The priests and the Levites stood to bless the people, and God heard them, for their prayer reached heaven, His holy dwelling-place.

2 Chron. 30:27

Having our sins forgiven is not like our initial commitment to Jesus Christ when all our sins were forgiven, we were justified. Rather it is a restoration of the close and intimate relationship we enjoy with our heavenly Father.

“Forgiveness and healing are part of the same work of God”

Martin Selman

e.g.

And the Lord heard Hezekiah and healed the people.

2 Chronicles 30:20

which is God’s answer to a prayer for pardon by those who set their hearts to seek God. Healing the land can refer to bringing the exiles back to the promised land (Jer. 30:17; 33:6-7) or restoring the land and its people to peace and security (Jer. 33:6; Is. 57:19).

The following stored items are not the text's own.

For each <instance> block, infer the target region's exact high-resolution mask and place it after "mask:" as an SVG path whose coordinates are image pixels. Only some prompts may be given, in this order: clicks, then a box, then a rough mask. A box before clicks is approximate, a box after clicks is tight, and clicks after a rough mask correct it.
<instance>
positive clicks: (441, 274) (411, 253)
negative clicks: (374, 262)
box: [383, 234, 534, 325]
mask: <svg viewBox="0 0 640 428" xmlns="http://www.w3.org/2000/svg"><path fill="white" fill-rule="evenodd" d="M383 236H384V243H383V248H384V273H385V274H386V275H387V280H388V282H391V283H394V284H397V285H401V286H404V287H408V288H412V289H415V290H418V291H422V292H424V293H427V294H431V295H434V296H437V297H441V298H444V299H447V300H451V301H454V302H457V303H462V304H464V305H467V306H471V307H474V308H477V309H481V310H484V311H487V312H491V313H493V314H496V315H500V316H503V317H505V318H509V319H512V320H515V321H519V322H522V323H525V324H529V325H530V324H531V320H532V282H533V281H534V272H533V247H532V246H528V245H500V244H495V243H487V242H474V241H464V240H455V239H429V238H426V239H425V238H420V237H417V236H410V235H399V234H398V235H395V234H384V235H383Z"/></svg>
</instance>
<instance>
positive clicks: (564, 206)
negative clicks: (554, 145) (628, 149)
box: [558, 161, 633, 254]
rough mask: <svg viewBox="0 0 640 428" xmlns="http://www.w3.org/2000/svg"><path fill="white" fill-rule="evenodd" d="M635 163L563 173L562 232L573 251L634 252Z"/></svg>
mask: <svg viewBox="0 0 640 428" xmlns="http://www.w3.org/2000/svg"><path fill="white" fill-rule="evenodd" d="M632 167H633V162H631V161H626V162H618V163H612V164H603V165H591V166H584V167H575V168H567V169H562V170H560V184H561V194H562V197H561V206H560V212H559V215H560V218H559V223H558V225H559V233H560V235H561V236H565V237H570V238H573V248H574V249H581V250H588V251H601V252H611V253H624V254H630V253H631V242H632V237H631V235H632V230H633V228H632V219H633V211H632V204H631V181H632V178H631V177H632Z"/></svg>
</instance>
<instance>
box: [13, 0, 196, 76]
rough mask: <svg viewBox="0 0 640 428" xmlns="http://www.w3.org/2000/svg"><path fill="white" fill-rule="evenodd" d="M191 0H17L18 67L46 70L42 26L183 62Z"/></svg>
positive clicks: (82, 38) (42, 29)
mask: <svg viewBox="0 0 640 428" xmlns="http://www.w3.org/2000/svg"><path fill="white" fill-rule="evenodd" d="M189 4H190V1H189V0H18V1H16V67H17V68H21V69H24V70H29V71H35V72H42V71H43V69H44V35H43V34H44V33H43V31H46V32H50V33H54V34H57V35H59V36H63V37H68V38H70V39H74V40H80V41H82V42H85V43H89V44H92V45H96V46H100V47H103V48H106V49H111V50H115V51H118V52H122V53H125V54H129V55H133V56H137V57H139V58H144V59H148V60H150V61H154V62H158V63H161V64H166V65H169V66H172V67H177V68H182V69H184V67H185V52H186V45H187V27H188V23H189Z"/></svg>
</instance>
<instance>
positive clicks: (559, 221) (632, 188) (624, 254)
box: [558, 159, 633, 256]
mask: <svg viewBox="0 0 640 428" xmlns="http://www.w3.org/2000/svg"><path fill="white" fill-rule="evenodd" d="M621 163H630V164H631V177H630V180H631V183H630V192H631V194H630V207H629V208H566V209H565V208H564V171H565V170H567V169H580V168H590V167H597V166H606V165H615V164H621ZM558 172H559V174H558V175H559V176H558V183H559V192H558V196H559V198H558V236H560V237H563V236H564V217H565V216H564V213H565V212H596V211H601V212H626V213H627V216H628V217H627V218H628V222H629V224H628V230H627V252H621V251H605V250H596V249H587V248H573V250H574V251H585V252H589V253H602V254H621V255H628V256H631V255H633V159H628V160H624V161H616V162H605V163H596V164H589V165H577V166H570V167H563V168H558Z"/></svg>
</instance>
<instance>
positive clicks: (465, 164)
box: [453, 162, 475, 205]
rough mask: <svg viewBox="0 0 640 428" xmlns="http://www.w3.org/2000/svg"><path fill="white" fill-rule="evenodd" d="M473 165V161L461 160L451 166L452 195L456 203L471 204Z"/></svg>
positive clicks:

“‘Heal their land’ may justly be described … as a comprehensive phrase for the restoration of all God’s purposes for the people of Israel and for the Promised Land”

Martin Selman

Questions for Discussion

  1. 2 Chron. 7:14 worked for Israel? Can it work for the Church?
  2. In what ways, if any, have we become proud?
  3. Do we really pray as a Church in this nation?
  4. Is there a danger that we might become too Old Testament in our thinking and forget all the remarkable benefits and blessings that are now ours in Jesus? e.g. “He is with us always”
  5. In what ways does our land need healing? What are some of the sins of the nation?
  6. Did the first lock-down teach us anything?

Quote for the Week

“God teaches us to love by putting some unlovely people around us. It takes no character to love people who are lovely and loving to you”

Rick Warren

Verse of the week

When all the Israelites saw the fire coming down and the glory of the Lord above the temple, they knelt on the pavement with their faces to the ground, and they worshipped and gave thanks to the Lord, saying, ‘He is good; His love endures for ever.

2 Chronicles 7:3

Let’s Pray

Heavenly Father, we pray “teach us to pray”, for we are conscious that often we don’t know what to pray. So let Your Holy Spirit pray in and through us, even with groans to deep for words, in Jesus Christ’s Name, Amen.